Linguistics Professor Will Honor Her Language At CSULB

November 9, 2020

""Dr. Itxaso Rodríguez-Ordóñez believes that studying language can provide us with a deeper understanding of how we live our lives, along with insight into how people from different walks of life are perceived by society. She will be sharing her knowledge and perspectives with students this fall as a new professor in the College of Liberal Arts’ linguistics department.

“Understanding language is also a way to understanding people, because language and people are so intrinsically related,” she says. “We sometimes use language to discriminate against others, or to help others, right? So, I think that understanding how we build the stereotypes, and how languages can create boundaries and connections with other people, can also help you understand why it is that we make those choices. It kind of gives us a window as to what society thinks.”

Dr. Rodriguez has first-hand experience with these concepts. She grew up in the Basque Country, an autonomous community with provinces in both France and Spain that is not officially a country, but is referred to as such because the people who live there speak the Basque language, which translates the word “country” to “population.”

Dr. Rodriguez says that the Basque language is one of the main drivers of her interest in linguistics — not just because she grew up speaking it, but because she was almost not allowed to learn it at all. When she was a child, Spanish dictator Francisco Franco forbade the use of any language other than Spanish. “You could be killed if you spoke the [Basque] language,” Dr. Rodriguez says. “The language almost died in the  ’70s.”

After Franco died, she and her parents were finally able to learn the language, but they then encountered another, surprising strain of discrimination. She was discouraged from participating in or conducting any research relating to the Basque language in school because she wasn’t considered a real speaker of the language — all because she and her parents didn’t learn it natively.

“It was very hard for me to deal with because it was part of my identity,” she says.

Rather than giving up, however, Rodriguez decided to use her challenges to fuel her ambition. Her professors started to take note of her drive to study people like herself — people who had to learn the Basque language from non-native speakers — and the social effects it had on them. “I decided that I should study people like me, meaning that that hardship turned into a very, very productive career,” she says. 

Dr. Rodriguez received her bachelor’s degree from the University of Deusto in Bilbao and her master’s and doctorate in Spanish linguistics at the University of Illinois Urbana-Champaign. With her degrees in hand, she landed a job teaching at Southern Illinois University, where she worked for four years before coming to CSULB. 
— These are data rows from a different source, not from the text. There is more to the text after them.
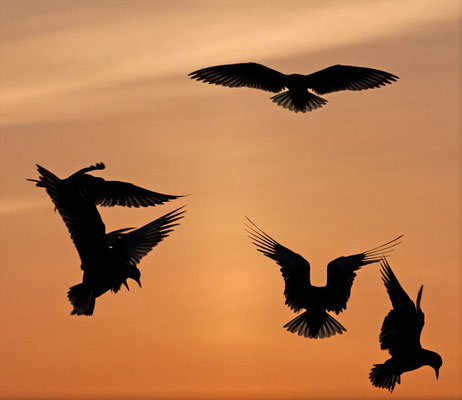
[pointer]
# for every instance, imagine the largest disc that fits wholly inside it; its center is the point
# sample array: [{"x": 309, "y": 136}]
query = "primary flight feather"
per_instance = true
[
  {"x": 300, "y": 294},
  {"x": 297, "y": 98}
]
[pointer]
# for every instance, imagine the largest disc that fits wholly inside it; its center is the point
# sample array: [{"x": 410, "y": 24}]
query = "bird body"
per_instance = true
[
  {"x": 400, "y": 335},
  {"x": 107, "y": 260},
  {"x": 297, "y": 98},
  {"x": 300, "y": 294},
  {"x": 125, "y": 251}
]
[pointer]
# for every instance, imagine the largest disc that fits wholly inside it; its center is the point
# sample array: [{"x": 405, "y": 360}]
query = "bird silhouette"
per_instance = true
[
  {"x": 400, "y": 335},
  {"x": 124, "y": 252},
  {"x": 76, "y": 198},
  {"x": 103, "y": 257},
  {"x": 297, "y": 98},
  {"x": 101, "y": 192},
  {"x": 300, "y": 294}
]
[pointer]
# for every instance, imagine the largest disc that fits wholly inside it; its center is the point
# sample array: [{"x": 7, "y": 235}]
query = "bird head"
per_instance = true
[
  {"x": 135, "y": 274},
  {"x": 435, "y": 361}
]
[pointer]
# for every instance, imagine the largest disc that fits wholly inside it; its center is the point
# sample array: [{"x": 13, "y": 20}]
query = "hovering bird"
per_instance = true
[
  {"x": 98, "y": 191},
  {"x": 76, "y": 198},
  {"x": 400, "y": 335},
  {"x": 124, "y": 252},
  {"x": 297, "y": 98},
  {"x": 300, "y": 294}
]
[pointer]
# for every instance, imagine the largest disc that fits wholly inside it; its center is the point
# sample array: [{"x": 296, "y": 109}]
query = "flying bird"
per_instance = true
[
  {"x": 124, "y": 252},
  {"x": 297, "y": 98},
  {"x": 400, "y": 335},
  {"x": 107, "y": 260},
  {"x": 81, "y": 186},
  {"x": 300, "y": 294}
]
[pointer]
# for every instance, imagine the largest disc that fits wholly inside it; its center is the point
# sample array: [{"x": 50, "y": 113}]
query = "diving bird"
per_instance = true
[
  {"x": 300, "y": 294},
  {"x": 400, "y": 335},
  {"x": 297, "y": 98},
  {"x": 124, "y": 252},
  {"x": 81, "y": 186},
  {"x": 75, "y": 199}
]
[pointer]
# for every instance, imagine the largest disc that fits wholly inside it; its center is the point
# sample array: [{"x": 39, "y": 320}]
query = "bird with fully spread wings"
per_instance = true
[
  {"x": 400, "y": 335},
  {"x": 297, "y": 98},
  {"x": 300, "y": 294},
  {"x": 124, "y": 251},
  {"x": 107, "y": 260}
]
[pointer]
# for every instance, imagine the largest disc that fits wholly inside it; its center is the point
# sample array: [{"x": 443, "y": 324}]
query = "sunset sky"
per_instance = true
[{"x": 89, "y": 81}]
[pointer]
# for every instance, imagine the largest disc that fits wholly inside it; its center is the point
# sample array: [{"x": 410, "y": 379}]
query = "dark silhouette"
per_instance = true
[
  {"x": 101, "y": 192},
  {"x": 124, "y": 252},
  {"x": 107, "y": 260},
  {"x": 300, "y": 294},
  {"x": 297, "y": 98},
  {"x": 400, "y": 335}
]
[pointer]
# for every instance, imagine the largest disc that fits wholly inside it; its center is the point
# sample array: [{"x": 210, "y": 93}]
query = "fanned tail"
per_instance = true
[
  {"x": 82, "y": 299},
  {"x": 382, "y": 376},
  {"x": 315, "y": 325},
  {"x": 298, "y": 101}
]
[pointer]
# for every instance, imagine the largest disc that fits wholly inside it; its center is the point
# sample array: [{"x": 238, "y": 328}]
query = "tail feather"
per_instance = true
[
  {"x": 314, "y": 326},
  {"x": 82, "y": 299},
  {"x": 300, "y": 101},
  {"x": 382, "y": 376}
]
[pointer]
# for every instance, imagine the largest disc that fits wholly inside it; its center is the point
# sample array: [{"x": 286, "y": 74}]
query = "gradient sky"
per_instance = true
[{"x": 86, "y": 81}]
She has had articles and research published in the Journal of Language Contact, which focuses on languages and their relationships to one another. Most recently, she has been working on an article that covers the social linguistics of Basque and how the language is spoken differently by different people just like herself. “I’m really happy and really proud of that paper,” she says.

In the fall, Dr. Rodriguez will be teaching an Introduction to Language Acquisition course, which will discuss how children pick up languages in their adolescent years, and hopes to teach bilingual language acquisition in the future. She will also be teaching Laboratory Phonetics, which will focus on the sounds that the human body makes and how those sounds create identity markers in languages, like accents.

Rodriguez said she chose CSULB because its diverse student population is a calling to broaden her knowledge of other languages. “One of the first things that actually attracted me the most is that it’s a Spanish-serving institution, and also a minority-serving institution,” she says.

Dr. Nancy Hall, chair of the linguistics department, commented on Dr. Rodriguez’s diverse knowledge of linguistics, noting that she “brings an impressively broad knowledge of different areas of linguistics. Her research on the linguistic landscapes of neighborhoods undergoing gentrification is of particular relevance to the Long Beach and Los Angeles area. Students who met her appreciated her enthusiasm, energy and readiness to mentor.”